Friday, November 6, 2009

Self Esteem

One of the hardest things that I faced during my pregnancy was the constant intrusive questions from people once they realized that I was pregnant with twins. I endeavor not to be noticed or to bring attention to myself so being a 200 lb side show was kind of rough. I noticed that I would get testy when people asked me about how I conceived twins, how much weight I had gained, and especially during all of the ominous warning comments about how hard life was going to be.

Since the boys have been born people have either been awesome with me or have acted like we are the circus and it is totally appropriate to stare and say whatever comes to mind. Whether or not I get annoyed with people primarily depends on what kind of mood the boys are in. It sucks when I know they are going to explode and I just need to do one more thing before leaving a store and I see some crazy-eyed person making a beeline for us.

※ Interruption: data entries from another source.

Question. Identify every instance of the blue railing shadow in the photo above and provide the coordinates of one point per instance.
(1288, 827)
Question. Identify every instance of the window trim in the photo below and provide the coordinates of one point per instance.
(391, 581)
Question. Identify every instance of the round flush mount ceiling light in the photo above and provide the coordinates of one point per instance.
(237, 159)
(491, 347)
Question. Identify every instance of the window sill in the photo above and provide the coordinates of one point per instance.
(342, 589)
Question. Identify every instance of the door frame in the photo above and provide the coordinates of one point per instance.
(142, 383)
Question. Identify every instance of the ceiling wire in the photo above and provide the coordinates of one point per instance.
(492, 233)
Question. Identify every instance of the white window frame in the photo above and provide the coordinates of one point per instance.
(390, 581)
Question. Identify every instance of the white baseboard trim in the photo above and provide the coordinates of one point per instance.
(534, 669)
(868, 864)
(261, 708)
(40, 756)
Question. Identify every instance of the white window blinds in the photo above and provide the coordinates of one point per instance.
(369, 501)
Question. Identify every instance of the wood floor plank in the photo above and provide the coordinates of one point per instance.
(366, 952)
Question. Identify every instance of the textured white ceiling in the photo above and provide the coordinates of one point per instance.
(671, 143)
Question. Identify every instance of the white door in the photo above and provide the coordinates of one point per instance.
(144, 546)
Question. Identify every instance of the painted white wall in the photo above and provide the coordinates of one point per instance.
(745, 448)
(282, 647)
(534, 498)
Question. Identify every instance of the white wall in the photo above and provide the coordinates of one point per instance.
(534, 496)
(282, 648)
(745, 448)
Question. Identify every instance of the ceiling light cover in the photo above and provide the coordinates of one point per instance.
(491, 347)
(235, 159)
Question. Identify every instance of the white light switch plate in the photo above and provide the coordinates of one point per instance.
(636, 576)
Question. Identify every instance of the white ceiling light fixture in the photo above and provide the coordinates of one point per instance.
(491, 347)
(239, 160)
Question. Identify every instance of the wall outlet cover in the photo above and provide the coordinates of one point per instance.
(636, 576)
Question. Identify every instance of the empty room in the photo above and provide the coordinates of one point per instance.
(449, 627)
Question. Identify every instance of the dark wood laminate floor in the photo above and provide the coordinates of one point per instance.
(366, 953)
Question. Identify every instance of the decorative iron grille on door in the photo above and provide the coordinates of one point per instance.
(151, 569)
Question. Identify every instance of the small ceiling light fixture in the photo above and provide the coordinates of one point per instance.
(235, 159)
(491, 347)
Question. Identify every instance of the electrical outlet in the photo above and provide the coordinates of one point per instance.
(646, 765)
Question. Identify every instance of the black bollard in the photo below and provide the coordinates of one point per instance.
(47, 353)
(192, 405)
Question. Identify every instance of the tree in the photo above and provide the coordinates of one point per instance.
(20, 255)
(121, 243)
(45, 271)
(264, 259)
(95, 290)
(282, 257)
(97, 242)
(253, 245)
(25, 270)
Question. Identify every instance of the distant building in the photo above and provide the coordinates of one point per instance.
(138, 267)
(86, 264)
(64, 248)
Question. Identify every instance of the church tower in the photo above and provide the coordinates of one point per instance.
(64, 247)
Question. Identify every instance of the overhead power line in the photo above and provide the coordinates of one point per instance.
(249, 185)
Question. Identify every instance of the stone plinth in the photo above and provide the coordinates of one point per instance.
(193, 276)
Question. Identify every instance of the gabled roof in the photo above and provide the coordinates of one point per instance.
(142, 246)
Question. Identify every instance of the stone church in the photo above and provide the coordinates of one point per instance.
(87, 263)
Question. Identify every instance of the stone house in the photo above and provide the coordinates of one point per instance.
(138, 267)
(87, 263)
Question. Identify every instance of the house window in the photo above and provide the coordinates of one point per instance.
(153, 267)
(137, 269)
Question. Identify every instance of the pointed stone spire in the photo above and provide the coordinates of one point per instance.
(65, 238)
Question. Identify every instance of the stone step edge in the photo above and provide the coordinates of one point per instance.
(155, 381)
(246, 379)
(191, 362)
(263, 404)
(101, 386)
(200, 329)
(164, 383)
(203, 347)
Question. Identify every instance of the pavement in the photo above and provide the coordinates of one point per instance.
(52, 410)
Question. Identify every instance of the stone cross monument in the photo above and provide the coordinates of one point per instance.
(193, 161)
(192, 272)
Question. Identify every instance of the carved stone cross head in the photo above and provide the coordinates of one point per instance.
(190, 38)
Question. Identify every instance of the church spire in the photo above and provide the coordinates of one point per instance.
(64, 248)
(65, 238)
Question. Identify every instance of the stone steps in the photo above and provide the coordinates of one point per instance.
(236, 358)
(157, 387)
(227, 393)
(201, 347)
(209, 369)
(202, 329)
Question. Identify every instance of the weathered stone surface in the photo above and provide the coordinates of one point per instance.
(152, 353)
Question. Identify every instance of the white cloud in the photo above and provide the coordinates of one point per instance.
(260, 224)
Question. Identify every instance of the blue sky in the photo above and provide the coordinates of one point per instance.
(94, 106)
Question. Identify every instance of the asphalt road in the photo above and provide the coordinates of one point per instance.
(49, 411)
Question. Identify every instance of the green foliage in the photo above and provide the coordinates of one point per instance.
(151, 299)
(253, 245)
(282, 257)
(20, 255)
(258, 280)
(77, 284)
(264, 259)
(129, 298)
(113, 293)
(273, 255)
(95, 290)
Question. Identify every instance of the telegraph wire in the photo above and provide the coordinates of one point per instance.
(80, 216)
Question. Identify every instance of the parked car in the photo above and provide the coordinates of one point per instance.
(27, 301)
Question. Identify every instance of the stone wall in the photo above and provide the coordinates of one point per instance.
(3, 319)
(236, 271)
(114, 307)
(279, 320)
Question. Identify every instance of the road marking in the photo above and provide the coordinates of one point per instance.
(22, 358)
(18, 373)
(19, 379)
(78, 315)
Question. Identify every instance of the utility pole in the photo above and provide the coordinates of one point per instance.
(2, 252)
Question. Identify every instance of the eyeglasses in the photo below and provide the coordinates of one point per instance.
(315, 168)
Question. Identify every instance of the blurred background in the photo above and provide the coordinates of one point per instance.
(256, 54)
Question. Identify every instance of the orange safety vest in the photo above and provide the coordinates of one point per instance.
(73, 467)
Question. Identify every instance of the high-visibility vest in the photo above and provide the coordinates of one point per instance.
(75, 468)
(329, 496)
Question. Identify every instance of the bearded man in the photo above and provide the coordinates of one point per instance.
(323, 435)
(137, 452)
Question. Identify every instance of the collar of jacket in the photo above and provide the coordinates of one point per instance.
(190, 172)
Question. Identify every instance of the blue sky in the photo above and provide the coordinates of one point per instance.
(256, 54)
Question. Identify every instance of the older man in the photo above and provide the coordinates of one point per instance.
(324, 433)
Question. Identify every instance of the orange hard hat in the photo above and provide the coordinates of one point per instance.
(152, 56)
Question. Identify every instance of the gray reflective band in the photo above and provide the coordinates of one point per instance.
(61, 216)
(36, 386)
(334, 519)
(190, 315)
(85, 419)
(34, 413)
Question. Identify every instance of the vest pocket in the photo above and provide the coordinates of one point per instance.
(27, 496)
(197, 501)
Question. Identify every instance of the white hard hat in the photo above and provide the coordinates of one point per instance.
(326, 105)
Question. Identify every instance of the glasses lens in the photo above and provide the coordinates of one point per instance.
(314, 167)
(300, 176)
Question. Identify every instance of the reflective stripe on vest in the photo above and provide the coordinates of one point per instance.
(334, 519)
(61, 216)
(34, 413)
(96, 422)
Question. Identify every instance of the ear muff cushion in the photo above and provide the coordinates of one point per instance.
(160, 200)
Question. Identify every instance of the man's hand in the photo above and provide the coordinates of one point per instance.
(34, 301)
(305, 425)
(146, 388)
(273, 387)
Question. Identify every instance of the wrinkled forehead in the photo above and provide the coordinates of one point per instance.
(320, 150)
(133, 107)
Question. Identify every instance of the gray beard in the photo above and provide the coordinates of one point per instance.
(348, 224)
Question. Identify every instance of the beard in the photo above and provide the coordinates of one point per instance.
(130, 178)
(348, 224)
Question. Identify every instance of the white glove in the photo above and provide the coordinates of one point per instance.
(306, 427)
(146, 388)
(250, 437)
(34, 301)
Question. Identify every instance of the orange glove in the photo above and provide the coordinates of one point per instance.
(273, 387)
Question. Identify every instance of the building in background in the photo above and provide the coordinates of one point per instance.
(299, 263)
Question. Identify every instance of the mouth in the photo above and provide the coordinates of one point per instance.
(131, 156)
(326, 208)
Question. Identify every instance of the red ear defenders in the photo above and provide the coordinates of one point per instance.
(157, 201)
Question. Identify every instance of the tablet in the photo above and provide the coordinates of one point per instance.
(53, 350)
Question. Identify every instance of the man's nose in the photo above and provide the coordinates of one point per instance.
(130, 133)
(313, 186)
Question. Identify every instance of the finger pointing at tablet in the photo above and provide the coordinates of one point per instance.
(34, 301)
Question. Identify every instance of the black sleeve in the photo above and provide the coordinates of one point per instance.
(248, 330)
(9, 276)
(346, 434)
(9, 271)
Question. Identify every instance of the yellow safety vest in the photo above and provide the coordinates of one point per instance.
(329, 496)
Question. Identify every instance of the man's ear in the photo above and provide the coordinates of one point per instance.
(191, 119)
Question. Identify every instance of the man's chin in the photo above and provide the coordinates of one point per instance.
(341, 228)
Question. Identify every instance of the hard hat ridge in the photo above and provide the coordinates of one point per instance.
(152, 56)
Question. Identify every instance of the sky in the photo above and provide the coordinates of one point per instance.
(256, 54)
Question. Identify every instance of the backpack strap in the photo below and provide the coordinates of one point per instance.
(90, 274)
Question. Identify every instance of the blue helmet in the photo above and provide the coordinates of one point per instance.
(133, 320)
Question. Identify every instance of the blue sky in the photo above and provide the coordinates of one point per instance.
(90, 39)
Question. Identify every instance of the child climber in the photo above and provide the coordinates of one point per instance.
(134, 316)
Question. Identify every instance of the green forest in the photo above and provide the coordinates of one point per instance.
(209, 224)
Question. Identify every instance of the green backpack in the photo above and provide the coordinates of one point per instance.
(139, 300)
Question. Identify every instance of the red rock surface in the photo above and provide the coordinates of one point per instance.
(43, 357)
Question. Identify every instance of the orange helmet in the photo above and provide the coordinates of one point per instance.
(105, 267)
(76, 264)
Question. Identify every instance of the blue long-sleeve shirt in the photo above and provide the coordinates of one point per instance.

Recently we've notice that the boys are watching us all of the time and assessing our reaction to various stimulus. I know that I am their lens for viewing the world, My response guides their perception of what is safe, funny, worrisome or inappropriate. Accordingly I know that I have to be very careful of how I react to other people's reactions of them because this forms their sense of self-worth. This is a tough lesson for me to learn because when I see the crazy-eyed person I want to run, but I cannot. The other thing that I have started doing is dodging the twins questions.

Most people like to ask about gender and zygocity, occasionally how they were conceived too, and then wander off. I don't want them to think that they are special only because they are twins. So when people ask if they are twins I say "yes." And then tell them what their names are and something non-comparative about each of them. Then I run as fast as I can.